In the state of Wisconsin, if you're a gun owner, it's important that you understand the legal distinction between various terms, like "carry" and "possession," for example. Understanding the meaning of these and other gun law terminology is important for deciding whether a particular defendant has broken Wisconsin gun laws.
Here are some important terms you should know:
Carry: The terms "carry" and "carrying" in the context of firearms in Wisconsin means "to go armed with," which -- in turn -- means that the firearm is on the person's body, being carried by the person or within his or her reach. It also means that the person is aware that the firearm is there.

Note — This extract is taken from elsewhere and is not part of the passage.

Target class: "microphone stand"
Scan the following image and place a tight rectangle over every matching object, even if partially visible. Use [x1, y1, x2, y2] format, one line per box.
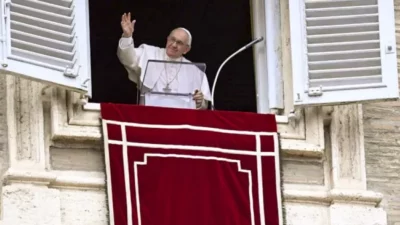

Possession: In many cases, courts generally will not deem that a person is "carrying" a firearm if it is unloaded and encased. In these situations, the person is usually in "possession" of the firearm. The term "possession" describes someone who has a firearm -- and it could be on his or her person -- but the person is not "going armed with" the weapon.
Open Carry: Open carry refers to the carrying of a weapon that is out in the open or not concealed.
Concealed Carry: Concealed carry means that someone is hiding the weapon from easy view. Perhaps someone has a firearm under his or her jacket or inside a purse or bag and it's not visible, for example.
Knowing these terms will help you navigate various gun rules and regulations. It will also help you understand what defense strategies you may want to employ if you have been accused of violating weapons laws in Wisconsin.